Esto, porque la autoridad judicial a quien inicialmente se dirigió la demanda se convirtió en sucedáneo de la elección, sino que adujo un hecho que legalmente no se encuentra previsto como determinante de la competencia territorial. 2.1.- Lo primero, al ser conocido, como regla de principio, que el demandante es el único facultado para elegir, ante fueros concurrentes, el juez natural que debe conocer de un asunto determinado, cumplido lo cual la competencia se torna en privativa, sin que el funcionario judicial pueda, a su arbitrio, eliminarla o variarla, salvo que sea objetada fundadamente por el demandado en la oportunidad correspondiente.

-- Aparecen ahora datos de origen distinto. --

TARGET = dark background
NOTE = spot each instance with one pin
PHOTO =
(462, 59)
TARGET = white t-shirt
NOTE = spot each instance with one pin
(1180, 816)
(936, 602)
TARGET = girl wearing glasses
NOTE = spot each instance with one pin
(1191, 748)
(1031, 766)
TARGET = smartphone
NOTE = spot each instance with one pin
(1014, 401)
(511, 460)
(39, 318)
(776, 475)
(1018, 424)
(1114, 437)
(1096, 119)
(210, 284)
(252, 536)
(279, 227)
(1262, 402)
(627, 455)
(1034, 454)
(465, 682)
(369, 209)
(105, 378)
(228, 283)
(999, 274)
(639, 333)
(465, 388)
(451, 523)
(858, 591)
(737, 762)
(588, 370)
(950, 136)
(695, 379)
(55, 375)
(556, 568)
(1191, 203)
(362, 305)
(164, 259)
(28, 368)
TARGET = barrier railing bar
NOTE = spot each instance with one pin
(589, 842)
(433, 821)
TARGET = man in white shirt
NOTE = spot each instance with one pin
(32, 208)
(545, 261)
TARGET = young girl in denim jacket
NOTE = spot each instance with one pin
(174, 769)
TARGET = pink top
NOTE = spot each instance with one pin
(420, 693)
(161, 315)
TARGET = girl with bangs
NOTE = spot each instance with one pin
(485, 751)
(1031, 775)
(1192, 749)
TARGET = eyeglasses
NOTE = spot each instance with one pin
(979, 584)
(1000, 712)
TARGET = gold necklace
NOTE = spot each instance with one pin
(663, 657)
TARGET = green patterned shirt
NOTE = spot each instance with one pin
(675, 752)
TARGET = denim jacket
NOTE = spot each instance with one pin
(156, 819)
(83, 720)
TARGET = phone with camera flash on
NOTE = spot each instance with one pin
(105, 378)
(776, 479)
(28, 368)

Por esto, la Corte tiene decantado que “ para aceptar o rechazar la competencia territorial, el juez no puede salirse de los factores expuestos explícita o implícitamente en la demanda, porque si lo hace, concretamente para repelerla, por otros aspectos, aún dentro del mismo fuero escogido, estaría actuando sobre una base inexistente, y por ende, propiciando un conflicto prematuro ”. 2.2.- Y lo segundo, a manera de anotación, en la hipótesis de confundirse “ residencia ” con dirección de notificaciones, porque como en múltiples ocasiones se ha sostenido, “ el lugar señalado en la demanda como aquel en donde…han de hacerse las notificaciones personales -lo que conforma el domicilio procesal o constituido-, no es el elemento que desvirtúe la noción de domicilio real y de residencia plasmada en los artículos 76 y subsiguientes del Código Civil, que es a la que se refiere el artículo 23 del Código de Procedimiento Civil cuando de fijar la competencia se trata ”. 3.- Así las cosas, no queda alternativa distinta que devolver las diligencias a la autoridad judicial a donde fue dirigida la demanda, para que se pronuncie, respecto de los fueros elegidos, si es o no competente para conocer del proceso.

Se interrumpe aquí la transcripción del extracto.